# TOEFL Vorbereitungskurs irgendwo?



## Gamer090 (20. August 2015)

Hi zusammen

Bin auf der Suche nach einem Vorbereitungskurs für den TOEFL Test, aber auch einen bei dem man auf das Datum geachtet hat, der letzte TOEFL Test findet mitte November statt. Der Vorbereitungskurs sollte also spätestens Ende Oktober oder Anfangs November enden.

Gesucht in ganz BW oder auch in der CH in der Bodenseeregion

Wer sich jetzt fragt von was ich rede, der TOEFL Test ist ein Englisch)Sprachtest der aber nicht nur Englischkenntnisse vorraussetzt, sondern man muss auch etwas überlegen können und logisch denken.  

Vorschläge?


----------



## SimRo (20. August 2015)

Wenn dir Freiburg nicht zu weit ist :https://www.sli.uni-freiburg.de/Englisch/epruef/toefl


----------



## Gamer090 (20. August 2015)

SimRo schrieb:


> Wenn dir Freiburg nicht zu weit ist :https://www.sli.uni-freiburg.de/Englisch/epruef/toefl



Da ich mit dem BW Ticket keine ICE verwenden darf  dauert es über 3h pro Weg aber geht schon und 240€ sind ganz ok werde mich aber mal beim Bahnpreis und dem Kurs genauer informieren. .Danke dir


----------



## Gamer090 (21. August 2015)

Wie gut sind solche Bücher über den TOEFL ?? Es gibt manche mit CD und wenn da nur Beispiele zum hören vorkommen dann kann ich mir gleich Filme auf Englisch ansehen. 
Habe 130 Filme und 20 Staffeln diverser Serien aber bis ich alle durch habe wird noch einiges dauern, besonders bei den Serien 

Mein grösstes Problem im Englisch ist das Reden, das ist eine weile her und eigentlich habe ich das Englisch in Filmen und in MMOs gelernt, nicht in der Schule.


----------



## plutoniumsulfat (22. September 2015)

Am besten mal mit irgendwem auf englisch skypen oder halt mit Freunden nur noch auf englisch reden. Dann geht das fix


----------



## Gamer090 (22. September 2015)

plutoniumsulfat schrieb:


> Am besten mal mit irgendwem auf englisch skypen oder halt mit Freunden nur noch auf englisch reden. Dann geht das fix



Gute Idee aber bei den Freunden kann kaum einer gut Englisch  soweit ich weiss


----------



## plutoniumsulfat (22. September 2015)

Gamer090 schrieb:


> Gute Idee aber bei den Freunden kann kaum einer gut Englisch  soweit ich weiss


Sonst mal in irgendeinem internationalem Forum anmelden. Hat mir zumindest geholfen und bin da auch hin und wieder mal am sprechen (also Skype-Viocechat^^).


----------



## Gamer090 (22. September 2015)

plutoniumsulfat schrieb:


> Sonst mal in irgendeinem internationalem Forum anmelden. Hat mir zumindest geholfen und bin da auch hin und wieder mal am sprechen (also Skype-Viocechat^^).

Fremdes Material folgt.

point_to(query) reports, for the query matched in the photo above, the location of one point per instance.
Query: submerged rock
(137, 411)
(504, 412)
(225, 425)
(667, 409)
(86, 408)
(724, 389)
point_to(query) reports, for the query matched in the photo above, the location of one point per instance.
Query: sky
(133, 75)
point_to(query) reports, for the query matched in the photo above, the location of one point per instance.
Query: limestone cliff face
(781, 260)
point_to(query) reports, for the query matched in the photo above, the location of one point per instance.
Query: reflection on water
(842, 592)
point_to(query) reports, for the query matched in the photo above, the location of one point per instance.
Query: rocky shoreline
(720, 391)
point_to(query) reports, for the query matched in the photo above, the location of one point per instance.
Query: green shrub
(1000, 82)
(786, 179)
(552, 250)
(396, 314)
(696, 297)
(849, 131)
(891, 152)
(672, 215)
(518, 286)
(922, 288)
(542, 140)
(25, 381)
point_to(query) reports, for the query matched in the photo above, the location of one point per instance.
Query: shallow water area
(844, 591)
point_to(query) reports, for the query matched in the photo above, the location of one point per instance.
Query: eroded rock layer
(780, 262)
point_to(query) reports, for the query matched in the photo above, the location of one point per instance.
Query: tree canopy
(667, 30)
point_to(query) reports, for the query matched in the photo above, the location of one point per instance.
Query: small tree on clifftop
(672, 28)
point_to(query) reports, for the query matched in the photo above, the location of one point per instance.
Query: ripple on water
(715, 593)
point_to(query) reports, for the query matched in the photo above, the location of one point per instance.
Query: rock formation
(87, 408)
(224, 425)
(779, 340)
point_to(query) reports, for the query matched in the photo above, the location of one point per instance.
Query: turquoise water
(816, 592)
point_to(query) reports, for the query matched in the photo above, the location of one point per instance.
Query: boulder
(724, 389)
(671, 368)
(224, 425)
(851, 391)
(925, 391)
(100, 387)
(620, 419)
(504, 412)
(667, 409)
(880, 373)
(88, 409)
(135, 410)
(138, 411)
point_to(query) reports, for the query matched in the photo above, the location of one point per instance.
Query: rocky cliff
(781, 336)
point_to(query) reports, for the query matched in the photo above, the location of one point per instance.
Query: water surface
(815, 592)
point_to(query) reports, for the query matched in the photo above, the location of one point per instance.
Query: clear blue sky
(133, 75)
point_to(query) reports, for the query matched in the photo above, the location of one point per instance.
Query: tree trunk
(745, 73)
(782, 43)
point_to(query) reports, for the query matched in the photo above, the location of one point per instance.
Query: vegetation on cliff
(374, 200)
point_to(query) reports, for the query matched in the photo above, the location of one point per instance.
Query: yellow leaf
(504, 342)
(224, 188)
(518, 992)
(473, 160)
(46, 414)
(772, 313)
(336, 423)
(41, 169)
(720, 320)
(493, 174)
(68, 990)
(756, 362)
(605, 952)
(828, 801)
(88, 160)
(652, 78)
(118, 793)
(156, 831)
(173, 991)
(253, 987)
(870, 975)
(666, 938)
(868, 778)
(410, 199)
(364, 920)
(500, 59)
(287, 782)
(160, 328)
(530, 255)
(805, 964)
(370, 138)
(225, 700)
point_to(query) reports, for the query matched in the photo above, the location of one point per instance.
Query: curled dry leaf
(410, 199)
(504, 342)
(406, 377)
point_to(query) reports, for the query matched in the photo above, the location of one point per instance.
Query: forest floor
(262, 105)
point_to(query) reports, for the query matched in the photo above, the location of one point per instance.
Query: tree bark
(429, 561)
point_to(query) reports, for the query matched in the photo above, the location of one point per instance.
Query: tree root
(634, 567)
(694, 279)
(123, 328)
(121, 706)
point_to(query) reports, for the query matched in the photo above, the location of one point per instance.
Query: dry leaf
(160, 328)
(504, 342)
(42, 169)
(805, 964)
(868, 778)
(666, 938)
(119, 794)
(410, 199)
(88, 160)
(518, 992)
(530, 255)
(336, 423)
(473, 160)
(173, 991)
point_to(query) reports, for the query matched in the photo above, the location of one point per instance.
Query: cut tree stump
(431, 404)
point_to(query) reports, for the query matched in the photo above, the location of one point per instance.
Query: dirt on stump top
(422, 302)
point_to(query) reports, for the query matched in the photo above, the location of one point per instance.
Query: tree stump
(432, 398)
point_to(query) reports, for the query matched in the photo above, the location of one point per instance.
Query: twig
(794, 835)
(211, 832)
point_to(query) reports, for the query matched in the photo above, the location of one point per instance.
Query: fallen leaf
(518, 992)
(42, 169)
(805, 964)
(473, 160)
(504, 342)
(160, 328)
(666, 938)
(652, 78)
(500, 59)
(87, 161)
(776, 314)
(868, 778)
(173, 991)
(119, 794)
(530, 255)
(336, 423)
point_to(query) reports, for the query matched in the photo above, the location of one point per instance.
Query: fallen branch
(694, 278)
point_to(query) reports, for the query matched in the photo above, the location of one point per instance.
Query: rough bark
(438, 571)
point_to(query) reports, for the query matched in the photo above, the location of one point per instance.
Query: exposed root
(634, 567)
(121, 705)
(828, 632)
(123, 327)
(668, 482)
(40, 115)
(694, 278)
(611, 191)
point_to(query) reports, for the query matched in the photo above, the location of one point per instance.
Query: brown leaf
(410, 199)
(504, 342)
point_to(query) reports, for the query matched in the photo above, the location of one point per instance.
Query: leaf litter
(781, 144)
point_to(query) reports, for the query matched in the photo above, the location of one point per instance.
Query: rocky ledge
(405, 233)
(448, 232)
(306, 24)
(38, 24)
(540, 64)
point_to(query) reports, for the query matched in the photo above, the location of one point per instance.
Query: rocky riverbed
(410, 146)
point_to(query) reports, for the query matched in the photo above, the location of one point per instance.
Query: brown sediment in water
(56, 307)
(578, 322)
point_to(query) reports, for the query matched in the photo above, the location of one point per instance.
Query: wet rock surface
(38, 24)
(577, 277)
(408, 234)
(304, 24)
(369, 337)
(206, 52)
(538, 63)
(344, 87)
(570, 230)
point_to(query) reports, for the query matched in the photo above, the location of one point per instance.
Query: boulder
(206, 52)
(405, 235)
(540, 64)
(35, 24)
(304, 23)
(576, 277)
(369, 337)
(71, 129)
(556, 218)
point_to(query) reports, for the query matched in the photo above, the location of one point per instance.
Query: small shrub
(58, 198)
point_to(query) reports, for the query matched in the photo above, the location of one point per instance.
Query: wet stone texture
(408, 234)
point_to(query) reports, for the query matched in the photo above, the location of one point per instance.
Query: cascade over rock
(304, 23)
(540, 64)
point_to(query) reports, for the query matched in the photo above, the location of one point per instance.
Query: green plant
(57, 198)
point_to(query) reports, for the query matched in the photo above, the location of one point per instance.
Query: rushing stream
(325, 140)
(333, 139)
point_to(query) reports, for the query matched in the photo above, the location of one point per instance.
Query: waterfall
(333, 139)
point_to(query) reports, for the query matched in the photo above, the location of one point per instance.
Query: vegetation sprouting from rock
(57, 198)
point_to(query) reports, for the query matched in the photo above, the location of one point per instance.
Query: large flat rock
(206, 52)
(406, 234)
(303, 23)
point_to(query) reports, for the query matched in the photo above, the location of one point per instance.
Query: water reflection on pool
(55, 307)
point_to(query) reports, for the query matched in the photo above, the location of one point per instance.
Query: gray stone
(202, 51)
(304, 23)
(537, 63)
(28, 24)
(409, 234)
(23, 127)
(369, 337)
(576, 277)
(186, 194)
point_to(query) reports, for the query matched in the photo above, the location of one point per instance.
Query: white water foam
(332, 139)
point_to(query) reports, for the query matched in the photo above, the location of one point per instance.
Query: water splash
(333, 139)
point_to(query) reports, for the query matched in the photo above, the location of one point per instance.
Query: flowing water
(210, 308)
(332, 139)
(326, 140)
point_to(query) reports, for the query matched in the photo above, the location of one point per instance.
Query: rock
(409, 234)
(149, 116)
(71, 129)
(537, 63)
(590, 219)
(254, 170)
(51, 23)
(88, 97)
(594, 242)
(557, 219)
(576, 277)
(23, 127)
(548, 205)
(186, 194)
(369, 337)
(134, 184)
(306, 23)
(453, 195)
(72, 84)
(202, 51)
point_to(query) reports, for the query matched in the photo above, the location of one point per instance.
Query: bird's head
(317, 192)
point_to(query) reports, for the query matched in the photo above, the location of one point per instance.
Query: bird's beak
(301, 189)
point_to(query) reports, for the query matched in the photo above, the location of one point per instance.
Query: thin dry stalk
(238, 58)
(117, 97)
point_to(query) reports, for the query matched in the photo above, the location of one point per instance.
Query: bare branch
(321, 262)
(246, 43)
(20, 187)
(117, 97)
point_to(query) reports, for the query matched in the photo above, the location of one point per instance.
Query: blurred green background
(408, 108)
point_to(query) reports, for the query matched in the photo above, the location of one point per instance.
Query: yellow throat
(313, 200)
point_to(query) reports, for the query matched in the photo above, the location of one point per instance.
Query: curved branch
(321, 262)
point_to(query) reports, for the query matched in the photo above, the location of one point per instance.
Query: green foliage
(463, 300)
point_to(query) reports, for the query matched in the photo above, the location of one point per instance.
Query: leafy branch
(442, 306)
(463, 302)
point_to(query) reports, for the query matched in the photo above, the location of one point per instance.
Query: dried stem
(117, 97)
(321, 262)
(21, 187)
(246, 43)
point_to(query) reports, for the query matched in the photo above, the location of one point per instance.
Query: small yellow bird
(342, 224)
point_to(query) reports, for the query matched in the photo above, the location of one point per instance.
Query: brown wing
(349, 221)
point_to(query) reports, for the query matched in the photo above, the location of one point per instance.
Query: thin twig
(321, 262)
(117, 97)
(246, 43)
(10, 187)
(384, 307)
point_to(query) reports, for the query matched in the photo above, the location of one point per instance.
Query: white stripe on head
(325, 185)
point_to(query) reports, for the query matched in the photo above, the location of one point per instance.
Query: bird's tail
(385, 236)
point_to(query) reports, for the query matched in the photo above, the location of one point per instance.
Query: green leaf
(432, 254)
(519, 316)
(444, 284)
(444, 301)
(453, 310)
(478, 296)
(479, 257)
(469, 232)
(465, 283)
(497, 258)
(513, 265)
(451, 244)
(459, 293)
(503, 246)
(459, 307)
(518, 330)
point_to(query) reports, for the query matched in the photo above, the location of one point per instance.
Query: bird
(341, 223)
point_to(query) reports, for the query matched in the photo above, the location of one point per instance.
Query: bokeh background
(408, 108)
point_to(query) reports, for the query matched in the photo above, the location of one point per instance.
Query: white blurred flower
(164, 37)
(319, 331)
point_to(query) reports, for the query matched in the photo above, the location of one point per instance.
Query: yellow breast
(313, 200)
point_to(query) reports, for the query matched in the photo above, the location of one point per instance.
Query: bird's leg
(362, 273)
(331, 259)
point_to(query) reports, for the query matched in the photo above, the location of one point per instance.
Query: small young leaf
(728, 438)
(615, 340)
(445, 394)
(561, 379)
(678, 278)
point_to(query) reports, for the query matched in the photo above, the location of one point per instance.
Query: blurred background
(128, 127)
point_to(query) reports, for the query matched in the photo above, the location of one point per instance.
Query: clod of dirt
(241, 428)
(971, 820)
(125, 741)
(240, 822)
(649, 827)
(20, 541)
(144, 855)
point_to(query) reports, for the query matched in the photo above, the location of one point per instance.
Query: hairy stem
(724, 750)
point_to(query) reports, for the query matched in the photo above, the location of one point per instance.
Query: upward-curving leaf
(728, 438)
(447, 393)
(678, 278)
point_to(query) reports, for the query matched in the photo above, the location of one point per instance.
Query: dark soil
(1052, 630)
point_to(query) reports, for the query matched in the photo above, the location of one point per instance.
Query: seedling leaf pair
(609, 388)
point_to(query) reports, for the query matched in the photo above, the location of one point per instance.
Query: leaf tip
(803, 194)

In US Foren bin ich schon registriert, sorry PCGH, aber dieses Forum ist nicht das einzige das ich öfters besuche , und englisch schreiben ist kein Problem genau so wieso Gesprochenes zu 85-90% zu verstehen.  Eher eigene Sätze bilden macht mir manchmal Probleme weil ich es seit Jahren nicht gewohnt bin. 
Als ich aber mal ein Gespräch mit jemanden aus einer US Uni hatte, lief es ganz ok, ich war nur etwas nervös und habe angefangen zu stottern.


----------



## plutoniumsulfat (22. September 2015)

Verstehen geht immer besser als selber sprechen find ich 

Und Bein schreiben kann man über die eigenen Sätze besser nachdenken


----------



## Gamer090 (22. September 2015)

Stimmt schon aber mir fehlt einfach etwas die Übung bei der Aussprache, habe mich mal für den TOEFl Test registriert und auch noch so ein Übungspaket gekauft, mal sehen ob es sein Geld Wert war.


----------



## plutoniumsulfat (22. September 2015)

Hoffentlich 

Aussprache ist das einzige, was ich früher schon in der schule gut konnte. Zeugnisse waren zwar trotzdem miserabel, aber ich musste immer vorlesen


----------



## Gamer090 (22. September 2015)

Ich bin 25, früher habe ich in MMOs noch Englisch gesprochen aber seit ich da aufgehört habe vor Jahren spreche ich es nicht mehr so gut und die Schule ist ewigs her.


----------



## plutoniumsulfat (22. September 2015)

Ich bin nicht viel jünger, aber an die Schule kann ich mich noch erinnern ^^


----------



## isnicable (23. September 2015)

hey, welche Seiten nutzt ihr so für den Videochat?


----------



## plutoniumsulfat (23. September 2015)

Ich mach gar kein Videochat, habe das ein oder andere englischsprachige Forum und dann quatsch ich mal nur mit Mikro über Skype.


----------



## isnicable (23. September 2015)

ok, welche Foren kannst du empfehlen ?


----------